How does the Wombo Dream app work?

How does the Wombo Dream app work?

I had the app a few days ago wombo dream picked because it enables works of art to be created using artificial intelligence. You can find out how to use the app here in the article on Wombo AI read. In the current blog post, however, I would like to go into how the technology behind this app works.

Painting with an AI and the Wombo AI app - it can be that easy.

Painting with an AI and the Wombo AI app - it can be that easy.

VQGAN + CLIP – Algorithms for machine learning in interaction

Wombo Dream's app - like many other apps that create generative art - is basically based on two artificial neural networks that work together to create the images. The names of these two networks are VQGAN and CLIP.

VQGAN is a neural network used to generate images that look similar to other images. CLIP, on the other hand, is a neural network trained to determine how well a text description fits an image.

CLIP provides feedback to VQGAN on how best to match the image to the text prompt. VQGAN adjusts the image accordingly and passes it back to CLIP to check how well it fits the text. This process is repeated a few hundred times, resulting in the ki-generated images.

Both algorithms were developed by Ryan Murdock and Catherine Crowson combined who are enthusiastic about ki-generated art.

I would like to use an example to show how the procedure works. The text input for the following project was "nether portal rendered in Cinema 4D". A total of 250 iterations were run and I saved a screenshot every 50 runs. Here the result:

Image 1: Everything always starts with a rather inconspicuous "seed" - a colored area with some light structures..

Image 1: Everything always starts with a rather inconspicuous "seed" - a colored area with some light structures.

 

Image 2: After 50 iterations, a lot has happened and you can see a kind of nether portal from Minecraft.

Image 2: After 50 iterations, a lot has happened and you can see a kind of nether portal from Minecraft.

 

Image 3: After the first 100 iterations, the roughest structures, the colors and the main motif have in principle already formed.

Image 3: After the first 100 iterations, the roughest structures, the colors and the main motif have in principle already formed.

 

Image 4: In the last calculations, the focus is mainly on subtleties.

Image 4: In the last calculations, the focus is mainly on subtleties.

 

Image 5: We've now gone through 200 iterations and the bright flames at the top of the portal are still doing something.

Image 5: We've now gone through 200 iterations and the bright flames at the top of the portal are still doing something.

 

Figure 6: The result is there after 250 iterations.

Figure 6: The result is there after 250 iterations. Basically a pretty work of art for Minecraft fans.

You could also run more iterations, but for small resolutions, 250 is a good value. In practice, numbers between 500 and 700 have proven to be helpful, since more iterations also mean more computing time, but ultimately only a few details are calculated that are hardly visible.

There are some people who run up to 2000 iterations, but I think that's more of a special case, rather overkill for amateur artists like me.

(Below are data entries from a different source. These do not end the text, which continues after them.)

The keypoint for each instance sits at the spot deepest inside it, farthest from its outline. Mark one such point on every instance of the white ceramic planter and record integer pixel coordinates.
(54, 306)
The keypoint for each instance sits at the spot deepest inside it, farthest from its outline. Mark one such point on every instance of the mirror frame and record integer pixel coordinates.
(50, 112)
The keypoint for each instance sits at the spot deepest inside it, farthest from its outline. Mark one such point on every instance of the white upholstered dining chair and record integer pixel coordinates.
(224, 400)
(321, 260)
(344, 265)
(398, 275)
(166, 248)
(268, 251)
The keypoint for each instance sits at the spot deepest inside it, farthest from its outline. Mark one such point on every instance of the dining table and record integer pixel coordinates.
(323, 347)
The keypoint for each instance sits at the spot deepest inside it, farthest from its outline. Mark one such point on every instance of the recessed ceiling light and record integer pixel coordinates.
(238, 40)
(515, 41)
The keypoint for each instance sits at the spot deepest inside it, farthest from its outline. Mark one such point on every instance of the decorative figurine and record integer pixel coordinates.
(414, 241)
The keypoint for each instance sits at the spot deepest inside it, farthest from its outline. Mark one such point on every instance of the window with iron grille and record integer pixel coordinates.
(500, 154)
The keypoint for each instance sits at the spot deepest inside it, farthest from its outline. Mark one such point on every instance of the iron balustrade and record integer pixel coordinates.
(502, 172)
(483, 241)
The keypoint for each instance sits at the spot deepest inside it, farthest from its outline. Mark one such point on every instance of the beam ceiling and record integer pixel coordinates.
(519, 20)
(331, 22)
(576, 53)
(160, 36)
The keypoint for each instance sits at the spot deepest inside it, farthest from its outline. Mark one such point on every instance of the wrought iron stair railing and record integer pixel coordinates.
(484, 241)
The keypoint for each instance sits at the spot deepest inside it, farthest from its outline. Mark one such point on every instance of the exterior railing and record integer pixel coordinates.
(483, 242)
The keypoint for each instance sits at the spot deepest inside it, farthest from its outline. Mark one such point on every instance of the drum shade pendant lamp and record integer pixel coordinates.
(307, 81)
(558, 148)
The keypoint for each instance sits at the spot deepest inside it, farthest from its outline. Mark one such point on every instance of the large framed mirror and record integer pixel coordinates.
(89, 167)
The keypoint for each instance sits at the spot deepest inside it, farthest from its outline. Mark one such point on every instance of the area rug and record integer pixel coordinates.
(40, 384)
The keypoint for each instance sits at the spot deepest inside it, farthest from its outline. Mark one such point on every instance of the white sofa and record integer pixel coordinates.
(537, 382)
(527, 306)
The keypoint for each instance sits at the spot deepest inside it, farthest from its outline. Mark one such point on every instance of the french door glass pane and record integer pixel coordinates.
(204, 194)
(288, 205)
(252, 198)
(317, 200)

Create AI art without programming skills

The Wombo Dream App now offers the possibility to use this combination of the two algorithms VQGAN and CLIP without having any programming knowledge. The text input and the selection of the style are passed on to the programming and the AI ​​then creates the corresponding image.

In addition to Wombo Dream, there are other apps and options for creating art with AI and the VQGAN and CLIP networks. I have created a small (certainly incomplete) list for you here:

My tip: Google Colab Pro

My current choice for generating AI-based art via text input is the Google Colab Notebook. It is basically free and you can still quickly understand how it works. If you don't spend 10 euros a month in Google Colab Pro invested, it also creates the images 6x faster than in the free model.

Speed ​​is important, especially at the beginning, because as a newcomer you don't want to wait forever for an image to be generated. And a quick generation of the finished "work of art" ultimately also helps to experiment with the settings and instructions for the AI.

-

Did you like the article and did the instructions on the blog help you? Then I would be happy if you the blog via a Steady Membership or at Patreon would support.

1 comment

  1. Rich says:

    Wow, that's awsome Sir Apfelot, thank you.

Leave a Comment

Your e-mail address will not be published.